This page documents my Google Summer of code project "Caching Data in uDig". You can read my projet proposal at http://rochecrg3.scg.ulaval.ca/crg/dev/soc07/udig.
Here I will try to keep track of ideas, development notes and work progress.
First I propose some user stories, in which I dumped first ideas. I borrowed ideas from Andrea's : Datastore caching
I will update these stories as work goes on, and I get a better idea of the needs.
User story #1 : Datastore caching
Datastore caching should allow to wrap transparently any other
Datastore (ie. the source Datastore) and leverage related subsequent
Datastore cache acts as buffer between the client and the actual
source Datastore. It may be persistent over client sessions.
The maximum capacity can be set by the user.
General purpose framework
Can we propose a general framework for arbitrary data caching ?
Raster and vector data models API are not unified in Geotools.
Data to be stored and queries
One issue is the way features are retrieved from Datastore : a
Datastore usually receives a Query, and features are not retrieved by
id. Slightly different queries will yield a common set of features.
What we will store are features, rather than query results.
But we need to track queries, and some kind of relationships with
result features. How do we want to remember previous queries ? What
relationships with features do we keep track of ?
First, we suggest we keep track of queries spatial bounds and keep a
spatial index of the cached features.
What type of queries the cache should leverage ?
- BBox Filter
- FID Filter
Other queries may require to keep other indices of features (but this
way it will be possible to implement specialized cache for performance
sensitive operations. This is an extension mechanism we should take
care to provide.)
Cache should delegate unhandled queries to source Datastore. Two step
query of the datasource may be used :
1. get fid list from datasource
2. get features by fid that the cache doesn't already hold.
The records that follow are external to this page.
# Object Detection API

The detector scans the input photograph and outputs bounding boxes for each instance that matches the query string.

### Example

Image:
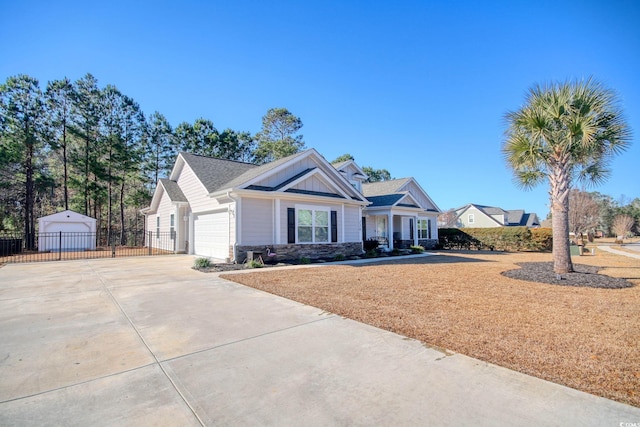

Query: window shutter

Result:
[409,219,414,240]
[287,208,295,243]
[331,211,338,242]
[362,217,366,241]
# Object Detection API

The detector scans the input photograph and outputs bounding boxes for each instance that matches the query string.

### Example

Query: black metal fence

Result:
[0,231,175,264]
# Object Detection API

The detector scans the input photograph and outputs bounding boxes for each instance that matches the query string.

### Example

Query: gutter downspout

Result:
[227,191,239,263]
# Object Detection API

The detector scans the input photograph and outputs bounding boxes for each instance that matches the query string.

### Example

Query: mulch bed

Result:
[502,262,634,289]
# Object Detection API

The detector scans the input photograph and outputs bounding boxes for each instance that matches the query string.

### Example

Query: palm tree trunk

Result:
[550,162,574,274]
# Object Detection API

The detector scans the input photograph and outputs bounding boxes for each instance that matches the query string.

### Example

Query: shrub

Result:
[365,249,378,258]
[390,248,401,256]
[363,238,379,251]
[438,227,540,252]
[410,245,425,253]
[334,253,345,261]
[529,228,553,251]
[193,257,212,269]
[299,256,311,264]
[247,259,263,268]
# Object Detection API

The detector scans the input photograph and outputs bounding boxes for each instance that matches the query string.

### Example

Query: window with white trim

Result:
[418,219,431,239]
[170,214,175,240]
[156,216,160,239]
[297,207,330,243]
[468,214,475,224]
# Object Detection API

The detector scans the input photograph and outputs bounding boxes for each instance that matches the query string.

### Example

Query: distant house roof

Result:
[455,203,540,227]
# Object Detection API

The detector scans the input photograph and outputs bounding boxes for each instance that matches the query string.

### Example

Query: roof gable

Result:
[175,152,257,194]
[363,178,440,212]
[221,149,368,202]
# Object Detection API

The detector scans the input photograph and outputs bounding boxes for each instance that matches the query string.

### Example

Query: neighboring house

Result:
[142,149,440,261]
[453,204,540,228]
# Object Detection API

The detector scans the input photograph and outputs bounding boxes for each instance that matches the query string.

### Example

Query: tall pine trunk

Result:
[24,120,36,250]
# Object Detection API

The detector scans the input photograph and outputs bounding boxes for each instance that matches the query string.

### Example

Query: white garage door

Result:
[193,211,229,259]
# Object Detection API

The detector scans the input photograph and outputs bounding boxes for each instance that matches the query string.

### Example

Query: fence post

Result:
[58,231,62,261]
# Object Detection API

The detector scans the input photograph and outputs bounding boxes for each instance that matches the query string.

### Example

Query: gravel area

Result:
[221,250,640,407]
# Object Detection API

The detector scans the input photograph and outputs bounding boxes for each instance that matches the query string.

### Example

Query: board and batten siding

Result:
[290,175,334,194]
[402,180,437,211]
[252,157,316,188]
[240,198,274,245]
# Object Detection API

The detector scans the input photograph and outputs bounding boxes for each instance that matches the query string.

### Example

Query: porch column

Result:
[388,213,393,249]
[414,215,419,247]
[274,198,281,244]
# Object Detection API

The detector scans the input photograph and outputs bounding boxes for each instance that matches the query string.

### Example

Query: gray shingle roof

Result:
[361,178,410,197]
[366,194,405,207]
[159,179,187,203]
[220,150,309,190]
[180,152,257,194]
[180,150,319,194]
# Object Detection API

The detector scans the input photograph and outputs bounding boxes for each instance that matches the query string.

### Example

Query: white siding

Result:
[149,188,177,251]
[241,198,274,245]
[176,163,216,213]
[278,199,361,244]
[343,205,361,242]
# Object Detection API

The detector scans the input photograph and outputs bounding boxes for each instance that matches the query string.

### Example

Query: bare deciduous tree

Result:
[568,190,600,244]
[438,209,459,228]
[612,215,635,243]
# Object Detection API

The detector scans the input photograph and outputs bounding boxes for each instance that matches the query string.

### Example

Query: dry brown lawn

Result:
[222,250,640,407]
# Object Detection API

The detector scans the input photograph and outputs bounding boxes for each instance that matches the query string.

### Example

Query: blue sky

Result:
[2,0,639,218]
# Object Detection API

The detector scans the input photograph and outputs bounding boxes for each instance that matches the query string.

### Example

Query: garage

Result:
[38,210,97,252]
[193,211,229,259]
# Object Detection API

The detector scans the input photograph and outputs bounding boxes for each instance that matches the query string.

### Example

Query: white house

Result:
[142,149,440,261]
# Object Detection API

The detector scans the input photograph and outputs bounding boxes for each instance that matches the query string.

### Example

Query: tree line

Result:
[0,73,394,248]
[0,74,309,247]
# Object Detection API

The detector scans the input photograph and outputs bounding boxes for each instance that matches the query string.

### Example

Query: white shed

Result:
[37,210,97,252]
We will have to check this is performance-wise, but at least this will
save bandwidth when working with remote datastore.
Feature is not Serializable.
We have to find some way to serialize data represented by features.
What if Datastore schema changes ?
What if cache get out of sync with source datastore ? How do we detect this ?
When the cache is full, it must make room for new data. We will have
to define an eviction strategy for feature cache and index (or
In the low bandwidth scenario, data may be best copied from the source server and distributed using CD-ROM or DVD-ROM. Clients would appreciate to download only updates from the server, so they will still be able to display up-to-date data.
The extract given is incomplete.